Intel in 2015 obviously felt strongly enough in Yuneec to invest seed capital.
 
I would have guessed the drone market was increasing. I've never seen so many different drones by so many companies. Also the number of drone users seems to be increasing.
 
The Intel angle is very telling indeed, especially considering their recent purchase of
 
MobileMe for $15.3B.. It appears the skies the limit or should I say the roads the limit. All part of their plan to prove a new technology. If it can work for drones..... Interesting angle though for Yuneec
 
Folks, I was a print newspaper journalist for more than 20 years. I got into the business before the talking heads on TV took over the news market and eventually tolled the death knell for newspapers and REAL news; right before the internet was turned on and began to churn out and "create" its own news; and when newspapers were still the voice of "the little man" and the last place for him to turn to when seeking fairplay, social equality, and justice. I loved and honored my then-noble profession and was a big supporter of it, that is until the trend for putting a spin on the news began, profits from advertisers became a higher priority than landing that big news scoop ever was, and journalists and writers everywhere became either pimps or whores...professionally speaking.

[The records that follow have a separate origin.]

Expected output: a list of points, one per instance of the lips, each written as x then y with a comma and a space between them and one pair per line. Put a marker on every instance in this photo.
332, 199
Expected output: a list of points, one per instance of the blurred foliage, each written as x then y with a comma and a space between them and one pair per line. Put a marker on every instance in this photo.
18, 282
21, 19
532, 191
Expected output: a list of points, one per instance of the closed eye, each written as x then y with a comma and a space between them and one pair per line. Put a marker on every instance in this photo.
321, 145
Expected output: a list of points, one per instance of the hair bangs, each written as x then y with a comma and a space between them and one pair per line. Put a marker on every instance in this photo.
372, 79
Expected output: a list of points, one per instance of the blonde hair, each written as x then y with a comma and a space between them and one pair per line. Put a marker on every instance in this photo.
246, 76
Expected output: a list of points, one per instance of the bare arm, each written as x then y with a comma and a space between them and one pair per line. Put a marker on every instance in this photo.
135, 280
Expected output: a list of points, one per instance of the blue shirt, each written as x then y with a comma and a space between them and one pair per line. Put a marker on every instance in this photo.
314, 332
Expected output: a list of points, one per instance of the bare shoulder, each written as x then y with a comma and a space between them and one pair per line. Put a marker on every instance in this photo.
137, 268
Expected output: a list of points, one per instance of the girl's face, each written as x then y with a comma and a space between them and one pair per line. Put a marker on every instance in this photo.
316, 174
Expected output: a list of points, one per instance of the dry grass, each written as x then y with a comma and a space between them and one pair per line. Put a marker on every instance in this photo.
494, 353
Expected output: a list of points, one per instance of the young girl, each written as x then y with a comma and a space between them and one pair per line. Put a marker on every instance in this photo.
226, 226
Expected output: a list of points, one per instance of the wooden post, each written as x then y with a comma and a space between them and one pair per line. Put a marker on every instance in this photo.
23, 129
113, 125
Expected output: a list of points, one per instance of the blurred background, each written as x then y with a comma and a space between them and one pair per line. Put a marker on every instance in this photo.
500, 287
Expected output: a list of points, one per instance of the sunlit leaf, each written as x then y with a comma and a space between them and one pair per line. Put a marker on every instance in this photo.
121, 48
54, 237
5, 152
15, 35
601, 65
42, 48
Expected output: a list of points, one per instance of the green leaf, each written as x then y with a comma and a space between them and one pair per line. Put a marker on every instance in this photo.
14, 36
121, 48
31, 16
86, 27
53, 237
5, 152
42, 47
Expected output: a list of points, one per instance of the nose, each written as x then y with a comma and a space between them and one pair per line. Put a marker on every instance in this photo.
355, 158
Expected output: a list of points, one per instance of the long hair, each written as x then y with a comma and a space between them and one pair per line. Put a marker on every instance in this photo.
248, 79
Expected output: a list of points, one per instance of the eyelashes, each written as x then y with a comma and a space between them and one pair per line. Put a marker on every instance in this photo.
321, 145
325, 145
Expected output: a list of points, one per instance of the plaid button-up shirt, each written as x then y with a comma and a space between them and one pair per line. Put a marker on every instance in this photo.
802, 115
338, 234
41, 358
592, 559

Nowadays when it comes to news reports - especially unattributed news reports such as this one is - you have NO reason to put any stock or faith into it whatsoever. To quote dead-before-his-time alternative rocker Lou Reed from his great song about this once great nation 'Last Great American Whale,' "Don't believe half of what you see and none of what you hear."

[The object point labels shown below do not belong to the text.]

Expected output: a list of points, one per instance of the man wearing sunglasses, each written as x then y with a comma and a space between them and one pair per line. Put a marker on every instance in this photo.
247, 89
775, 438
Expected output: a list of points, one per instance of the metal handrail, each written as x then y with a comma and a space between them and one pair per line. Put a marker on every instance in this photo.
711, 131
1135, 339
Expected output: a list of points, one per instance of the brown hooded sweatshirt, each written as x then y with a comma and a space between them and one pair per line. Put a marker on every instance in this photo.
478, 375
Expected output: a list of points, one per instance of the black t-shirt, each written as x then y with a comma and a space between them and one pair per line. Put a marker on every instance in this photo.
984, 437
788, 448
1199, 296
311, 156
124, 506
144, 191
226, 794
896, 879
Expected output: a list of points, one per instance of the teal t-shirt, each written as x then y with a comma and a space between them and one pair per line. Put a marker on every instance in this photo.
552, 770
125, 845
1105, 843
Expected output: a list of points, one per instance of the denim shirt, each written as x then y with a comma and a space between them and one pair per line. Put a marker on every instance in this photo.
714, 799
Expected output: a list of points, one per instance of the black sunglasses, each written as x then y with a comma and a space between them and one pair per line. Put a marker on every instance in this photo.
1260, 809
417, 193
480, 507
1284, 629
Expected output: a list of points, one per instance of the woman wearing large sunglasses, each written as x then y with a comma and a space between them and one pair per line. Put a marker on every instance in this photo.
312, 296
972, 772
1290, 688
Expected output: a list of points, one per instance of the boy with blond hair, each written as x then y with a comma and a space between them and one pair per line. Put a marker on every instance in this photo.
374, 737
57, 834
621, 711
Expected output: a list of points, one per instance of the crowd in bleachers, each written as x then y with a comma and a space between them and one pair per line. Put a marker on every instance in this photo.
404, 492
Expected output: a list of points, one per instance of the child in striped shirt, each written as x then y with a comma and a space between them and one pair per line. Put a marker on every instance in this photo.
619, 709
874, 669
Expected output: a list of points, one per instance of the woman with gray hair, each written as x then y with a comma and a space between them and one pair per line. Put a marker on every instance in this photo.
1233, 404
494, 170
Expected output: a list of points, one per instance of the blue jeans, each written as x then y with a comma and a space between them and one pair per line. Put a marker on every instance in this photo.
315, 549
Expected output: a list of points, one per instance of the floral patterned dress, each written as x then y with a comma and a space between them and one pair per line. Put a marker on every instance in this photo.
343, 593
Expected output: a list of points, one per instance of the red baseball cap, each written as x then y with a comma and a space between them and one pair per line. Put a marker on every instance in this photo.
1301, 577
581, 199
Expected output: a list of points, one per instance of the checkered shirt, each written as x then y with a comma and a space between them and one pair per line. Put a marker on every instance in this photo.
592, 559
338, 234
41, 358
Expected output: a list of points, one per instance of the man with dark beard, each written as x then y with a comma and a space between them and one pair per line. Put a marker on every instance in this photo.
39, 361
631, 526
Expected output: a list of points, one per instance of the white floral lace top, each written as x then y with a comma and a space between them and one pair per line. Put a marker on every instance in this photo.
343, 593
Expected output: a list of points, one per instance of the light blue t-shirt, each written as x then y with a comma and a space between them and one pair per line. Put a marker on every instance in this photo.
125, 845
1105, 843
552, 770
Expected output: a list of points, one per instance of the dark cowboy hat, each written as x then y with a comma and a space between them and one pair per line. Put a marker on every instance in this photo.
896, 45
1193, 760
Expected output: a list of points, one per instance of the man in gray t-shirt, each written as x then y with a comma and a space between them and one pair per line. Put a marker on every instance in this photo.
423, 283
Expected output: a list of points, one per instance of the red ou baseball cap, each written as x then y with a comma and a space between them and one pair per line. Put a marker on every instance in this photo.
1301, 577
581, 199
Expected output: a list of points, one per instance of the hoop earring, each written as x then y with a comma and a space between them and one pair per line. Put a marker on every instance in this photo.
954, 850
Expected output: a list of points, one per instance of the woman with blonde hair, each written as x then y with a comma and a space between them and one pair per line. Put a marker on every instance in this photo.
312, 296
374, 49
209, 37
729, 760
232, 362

Unfortunately that is a truism these days, which is the major reason I walked away from a career and profession I DID respect and care deeply about one day, when I could no longer stand what I saw taking place in newsrooms, big and small. Doesn't matter if it's the New York Times - where I worked for a spell - or your local community newspaper any more. It's all about money these days, not journalism, ethics or integrity. Biasaes are now built-in. The Big People's fingers are in every pie these days. Good, reputable journalists and writers you can trust and rely on are more rare to find than an honest politician. Online writers are the absolute worst.

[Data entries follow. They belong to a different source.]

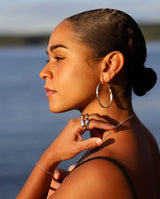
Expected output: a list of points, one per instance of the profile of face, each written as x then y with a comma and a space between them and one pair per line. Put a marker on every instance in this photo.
71, 75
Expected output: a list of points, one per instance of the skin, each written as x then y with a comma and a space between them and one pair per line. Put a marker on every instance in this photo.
71, 77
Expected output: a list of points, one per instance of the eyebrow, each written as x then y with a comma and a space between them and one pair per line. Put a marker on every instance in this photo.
56, 46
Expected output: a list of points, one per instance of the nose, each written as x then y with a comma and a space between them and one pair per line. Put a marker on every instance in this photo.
45, 73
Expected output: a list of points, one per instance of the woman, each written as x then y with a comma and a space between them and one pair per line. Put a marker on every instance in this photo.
96, 58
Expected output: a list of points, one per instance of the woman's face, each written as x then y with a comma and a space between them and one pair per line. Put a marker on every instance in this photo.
71, 74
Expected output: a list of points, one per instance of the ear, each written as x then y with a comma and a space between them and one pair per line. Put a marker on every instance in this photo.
111, 64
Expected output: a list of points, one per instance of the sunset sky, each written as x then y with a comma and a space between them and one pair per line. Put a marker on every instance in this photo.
41, 16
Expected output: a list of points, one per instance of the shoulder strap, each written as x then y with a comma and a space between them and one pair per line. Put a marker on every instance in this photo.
118, 165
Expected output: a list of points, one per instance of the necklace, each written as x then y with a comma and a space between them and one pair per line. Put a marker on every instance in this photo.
118, 125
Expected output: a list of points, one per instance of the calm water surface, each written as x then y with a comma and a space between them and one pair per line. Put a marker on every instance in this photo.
27, 127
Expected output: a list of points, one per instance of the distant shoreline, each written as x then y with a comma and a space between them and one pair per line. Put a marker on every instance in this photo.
150, 31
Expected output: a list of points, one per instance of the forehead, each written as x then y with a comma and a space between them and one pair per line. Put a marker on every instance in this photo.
62, 34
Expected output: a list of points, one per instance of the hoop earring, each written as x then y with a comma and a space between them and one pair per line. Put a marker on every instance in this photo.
110, 96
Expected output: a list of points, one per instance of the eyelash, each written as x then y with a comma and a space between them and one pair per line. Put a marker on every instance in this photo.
56, 58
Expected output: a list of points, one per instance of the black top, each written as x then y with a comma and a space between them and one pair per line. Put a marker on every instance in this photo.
117, 164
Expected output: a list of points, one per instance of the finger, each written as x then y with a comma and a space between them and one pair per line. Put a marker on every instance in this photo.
71, 168
59, 174
90, 143
55, 184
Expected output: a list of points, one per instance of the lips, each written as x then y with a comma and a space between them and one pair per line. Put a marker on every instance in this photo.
49, 92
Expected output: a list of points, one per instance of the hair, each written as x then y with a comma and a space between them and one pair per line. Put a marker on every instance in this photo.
107, 30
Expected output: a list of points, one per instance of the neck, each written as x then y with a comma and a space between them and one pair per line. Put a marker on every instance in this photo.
120, 109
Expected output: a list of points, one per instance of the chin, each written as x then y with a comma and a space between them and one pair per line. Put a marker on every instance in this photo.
58, 109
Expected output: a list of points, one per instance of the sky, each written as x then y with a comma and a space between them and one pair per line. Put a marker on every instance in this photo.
24, 17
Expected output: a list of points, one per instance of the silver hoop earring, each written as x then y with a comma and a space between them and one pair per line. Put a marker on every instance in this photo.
110, 96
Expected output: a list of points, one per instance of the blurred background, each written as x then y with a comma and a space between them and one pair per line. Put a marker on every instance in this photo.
27, 127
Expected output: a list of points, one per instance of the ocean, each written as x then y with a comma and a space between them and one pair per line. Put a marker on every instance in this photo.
27, 127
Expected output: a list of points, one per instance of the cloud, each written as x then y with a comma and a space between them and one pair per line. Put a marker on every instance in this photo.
33, 16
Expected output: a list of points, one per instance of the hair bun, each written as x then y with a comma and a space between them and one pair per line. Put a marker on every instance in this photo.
144, 81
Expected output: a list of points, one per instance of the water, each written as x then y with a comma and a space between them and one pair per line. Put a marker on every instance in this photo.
27, 127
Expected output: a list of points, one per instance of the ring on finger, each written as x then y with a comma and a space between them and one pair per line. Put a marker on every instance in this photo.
87, 121
82, 121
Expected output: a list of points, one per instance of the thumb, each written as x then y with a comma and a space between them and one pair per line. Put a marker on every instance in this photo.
91, 143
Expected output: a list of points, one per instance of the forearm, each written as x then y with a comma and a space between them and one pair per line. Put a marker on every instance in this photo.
38, 183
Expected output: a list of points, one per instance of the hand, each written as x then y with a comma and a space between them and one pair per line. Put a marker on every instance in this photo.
69, 143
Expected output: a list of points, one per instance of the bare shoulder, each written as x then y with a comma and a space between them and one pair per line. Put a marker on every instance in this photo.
96, 178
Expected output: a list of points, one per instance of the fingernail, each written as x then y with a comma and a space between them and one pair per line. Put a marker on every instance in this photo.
99, 141
113, 126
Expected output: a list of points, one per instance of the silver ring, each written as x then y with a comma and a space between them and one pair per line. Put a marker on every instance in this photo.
82, 121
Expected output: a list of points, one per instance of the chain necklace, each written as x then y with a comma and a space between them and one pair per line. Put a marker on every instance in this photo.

I read most news accounts these days with a big bag of salt next to myself, two bags if it comes from TV or the internet. And I take none of it seriously. These days require the average American to have to actually get up off of their butts and work at being truthfully and accurately well informed. It is not going to be just lying there on your doorstep in the morning waiting for you any more, or magically queued up ready to go every time you boot up your laptop or tablet. If you accept the tasteless pablum that is fed to you through today's modern news sources, then you are just the kind of mark they are writing for.
 
I am from Europe but sure it is not good to hear such news. But then if we look back at CES time, they announced some info how support for the USA will be changing. First of all you got now year warranty and as I understand support is streched to afterhours.
Further more, they announced service centers accros country, and as I understand this service centers will be provided by authorized dealers. So IF they cut back manpower in their HQ, this is maybe because they don't need so many people in HQ as support will be now franchized.
Sure, it will be good that we hear official word from Yuneec.
 
Apparently the official statement from Yuneec is "We concluded that we upsized operations faster than our growth required."

That's fair enough, there was a lot of hype over drones last year and an enormous number of launches. This year people are getting on with business, and we've not seen a new machine this quarter.

It's not a nice position to be in, and I'm sorry for those laid off. However, I understand that Yuneec has always been run to be a profitable company (unlike some of the others that have exploded onto the scene and then collapsed), and there are quite a few products in the pipeline that are going to please professional users. This year is going to be one of consolidation - moving away from all the hype and towards using drones to do useful work and providing real value (and great videos!).

So Yuneec as a company is going to be around for a while yet.